On Saturday, Gawker broke a big story: It ran a first-person account by a man named Robert Thomas who said Richard Heene (of balloon-boy fame) had talked about planning a hoax to get media attention and make himself famous. Not long thereafter, the local sheriff said the stunt was, indeed, a hoax.
Gawker got some attention for the fact that it paid Thomas for his story. But setting that aside, I want to applaud a small decision Gawker made in how it told the story.
Thomas’ story is about 2,000 words, and it’s a narrative. It spends a fair amount of time spinning backstory before getting to the juicy stuff. It was compelling reading if you were already fascinated by the balloon-boy tale, but it wasn’t a grabber for someone with a more casual interest.
So at the same moment the big Thomas piece was posted, Gawker also posted a bullet-laden summary of the piece — the CliffsNotes version of their own article.
As I write this, the full story has generated 480,000 pageviews and 189 comments. But the CliffsNotes version has generated another 39,193 pageviews and 83 comments on its own — both well above average for a weekend Gawker post. And I could imagine scenarios where the bullet-point version could do even better the original.

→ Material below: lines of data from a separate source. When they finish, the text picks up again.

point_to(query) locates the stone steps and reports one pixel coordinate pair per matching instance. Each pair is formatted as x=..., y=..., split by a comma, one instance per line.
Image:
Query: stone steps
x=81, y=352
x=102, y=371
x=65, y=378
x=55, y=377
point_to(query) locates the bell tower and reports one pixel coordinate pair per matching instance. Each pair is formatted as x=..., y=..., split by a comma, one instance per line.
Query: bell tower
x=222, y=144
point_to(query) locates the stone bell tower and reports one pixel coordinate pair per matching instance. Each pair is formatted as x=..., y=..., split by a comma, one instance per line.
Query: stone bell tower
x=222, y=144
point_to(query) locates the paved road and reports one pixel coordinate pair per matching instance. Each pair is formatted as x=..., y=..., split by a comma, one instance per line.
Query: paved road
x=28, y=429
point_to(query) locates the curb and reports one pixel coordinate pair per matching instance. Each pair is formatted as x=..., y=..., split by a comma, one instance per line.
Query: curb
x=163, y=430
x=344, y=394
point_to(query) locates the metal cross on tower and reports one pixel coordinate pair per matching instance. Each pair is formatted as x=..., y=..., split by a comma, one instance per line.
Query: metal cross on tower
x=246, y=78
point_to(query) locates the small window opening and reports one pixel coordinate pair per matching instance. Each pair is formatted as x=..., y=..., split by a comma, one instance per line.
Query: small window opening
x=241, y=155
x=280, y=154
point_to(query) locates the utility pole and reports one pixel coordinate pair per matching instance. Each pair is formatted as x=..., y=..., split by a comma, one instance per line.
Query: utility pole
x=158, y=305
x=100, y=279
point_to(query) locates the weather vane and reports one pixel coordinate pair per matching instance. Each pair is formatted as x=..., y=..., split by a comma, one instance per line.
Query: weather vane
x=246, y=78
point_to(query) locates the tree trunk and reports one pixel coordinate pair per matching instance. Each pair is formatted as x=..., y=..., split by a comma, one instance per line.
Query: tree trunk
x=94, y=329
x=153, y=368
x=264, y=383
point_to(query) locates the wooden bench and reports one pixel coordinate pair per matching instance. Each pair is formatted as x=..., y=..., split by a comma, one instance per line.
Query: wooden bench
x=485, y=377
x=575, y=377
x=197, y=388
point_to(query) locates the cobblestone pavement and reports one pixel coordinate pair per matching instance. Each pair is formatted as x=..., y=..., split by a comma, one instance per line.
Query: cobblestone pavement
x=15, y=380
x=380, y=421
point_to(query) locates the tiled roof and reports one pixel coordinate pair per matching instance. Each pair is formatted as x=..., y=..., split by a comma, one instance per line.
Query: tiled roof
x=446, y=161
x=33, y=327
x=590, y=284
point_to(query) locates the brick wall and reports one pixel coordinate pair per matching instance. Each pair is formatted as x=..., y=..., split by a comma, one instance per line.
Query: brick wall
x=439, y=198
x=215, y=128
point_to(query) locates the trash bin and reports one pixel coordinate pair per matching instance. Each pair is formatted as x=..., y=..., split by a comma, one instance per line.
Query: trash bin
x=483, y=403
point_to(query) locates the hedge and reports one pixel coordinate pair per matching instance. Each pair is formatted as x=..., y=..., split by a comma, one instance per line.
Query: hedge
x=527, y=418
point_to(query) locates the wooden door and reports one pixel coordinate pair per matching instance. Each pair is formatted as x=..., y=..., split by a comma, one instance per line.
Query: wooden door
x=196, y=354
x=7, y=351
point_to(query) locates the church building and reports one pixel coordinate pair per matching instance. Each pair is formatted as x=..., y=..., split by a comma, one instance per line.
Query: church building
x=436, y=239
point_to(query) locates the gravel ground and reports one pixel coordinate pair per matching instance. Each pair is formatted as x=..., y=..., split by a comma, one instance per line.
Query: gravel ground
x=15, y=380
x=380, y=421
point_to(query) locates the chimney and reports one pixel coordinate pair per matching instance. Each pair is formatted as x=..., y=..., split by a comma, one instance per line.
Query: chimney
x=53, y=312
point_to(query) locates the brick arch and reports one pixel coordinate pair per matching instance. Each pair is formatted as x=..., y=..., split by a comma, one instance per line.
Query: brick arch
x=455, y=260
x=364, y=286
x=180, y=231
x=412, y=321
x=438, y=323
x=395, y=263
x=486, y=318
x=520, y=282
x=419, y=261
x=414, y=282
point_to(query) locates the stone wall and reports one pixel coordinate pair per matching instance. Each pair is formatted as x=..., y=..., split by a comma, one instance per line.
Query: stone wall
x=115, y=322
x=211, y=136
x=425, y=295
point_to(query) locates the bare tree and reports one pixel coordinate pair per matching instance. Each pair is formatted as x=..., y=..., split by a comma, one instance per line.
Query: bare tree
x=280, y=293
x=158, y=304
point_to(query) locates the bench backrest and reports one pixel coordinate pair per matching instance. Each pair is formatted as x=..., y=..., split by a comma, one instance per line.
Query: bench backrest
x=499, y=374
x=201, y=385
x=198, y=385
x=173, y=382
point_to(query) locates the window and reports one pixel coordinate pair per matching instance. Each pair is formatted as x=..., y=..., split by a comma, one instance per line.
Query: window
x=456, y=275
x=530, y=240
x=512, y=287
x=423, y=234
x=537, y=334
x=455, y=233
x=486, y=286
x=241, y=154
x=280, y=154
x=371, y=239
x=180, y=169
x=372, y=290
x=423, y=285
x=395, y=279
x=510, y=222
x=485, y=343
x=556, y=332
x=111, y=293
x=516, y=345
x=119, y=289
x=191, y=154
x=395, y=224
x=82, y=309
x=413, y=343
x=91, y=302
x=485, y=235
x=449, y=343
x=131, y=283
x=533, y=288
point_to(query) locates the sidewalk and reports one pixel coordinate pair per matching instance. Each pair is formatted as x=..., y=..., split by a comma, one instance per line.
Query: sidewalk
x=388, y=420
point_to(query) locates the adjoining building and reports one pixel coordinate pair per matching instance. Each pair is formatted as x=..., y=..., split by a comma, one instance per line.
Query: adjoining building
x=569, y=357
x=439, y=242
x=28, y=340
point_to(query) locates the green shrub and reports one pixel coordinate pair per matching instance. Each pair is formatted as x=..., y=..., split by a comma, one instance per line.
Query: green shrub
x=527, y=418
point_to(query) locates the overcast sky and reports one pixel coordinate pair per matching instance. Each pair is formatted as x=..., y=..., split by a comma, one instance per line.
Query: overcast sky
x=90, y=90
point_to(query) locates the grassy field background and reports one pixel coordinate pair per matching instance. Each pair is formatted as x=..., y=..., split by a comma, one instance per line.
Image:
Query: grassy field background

I wrote about this once before, but there’s real value in taking the longer pieces we journalists love to write — and defend — and creating parallel versions that less dedicated readers can more easily take in. We should do it both because it’ll increase our audience and because, if we don’t do it, someone else will. The brilliance of Gawker and its ilk is in creating compact summaries of the longer stories others produce. Here they just turned that power on their own work. I’d love to see the Times or the Post take the same approach to their own big series and long narrative takeouts, where the important news can be buried underneath lots of (lovely) prose.